下半期のスタートとなる10月は、人事異動や組織体制変更の時期でもあります。新体制で稼働すると、「このポジションが足りない」といった課題が明らかになり、それを埋めるための単発求人が出てくることもあります。
11月~12月…4月1日入社者の募集が始動
翌年の“4月1日入社”を前提とした求人が出始めます。しかし、年末年始休暇をはさむため選考が停滞しがち。12月初旬に応募しておくと、うまく行けば年内に書類選考結果が分かるため、年末年始休暇を利用してじっくり面接対策に取り組むことができます。
「ピンポイント求人」を狙うなら、3・6・12月
3・6・12月は、他の月に比べ「退職者」が多く発生します。
3月は、年度末を区切りに転職する人、派遣契約満了を迎える人、異動や転勤辞令を受け入れられず退職する人など。6月・12月にはボーナス支給後に退職する人がいます。

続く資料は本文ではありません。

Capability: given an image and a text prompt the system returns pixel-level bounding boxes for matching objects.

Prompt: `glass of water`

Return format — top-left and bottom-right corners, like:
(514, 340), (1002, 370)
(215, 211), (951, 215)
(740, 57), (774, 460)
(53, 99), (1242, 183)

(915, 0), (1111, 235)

そのため、これらの時期には、退職者の穴を埋めるための求人が多く発生します。こうした「欠員補充」目的の場合、即戦力を求めて、応募要件をしぼり込んだ“ピンポイント採用”となるケースが多数。そのため、通年採用が行われていないような専門職の求人の発生率も高まるのです。
このほか、景気や社会情勢、法律改正・制度改正などの影響で、時期にかかわらず採用が活発化したり、特定職種の募集が増えたりすることもあります。狙う業界・職種の動向について継続的に情報収集することが大切です。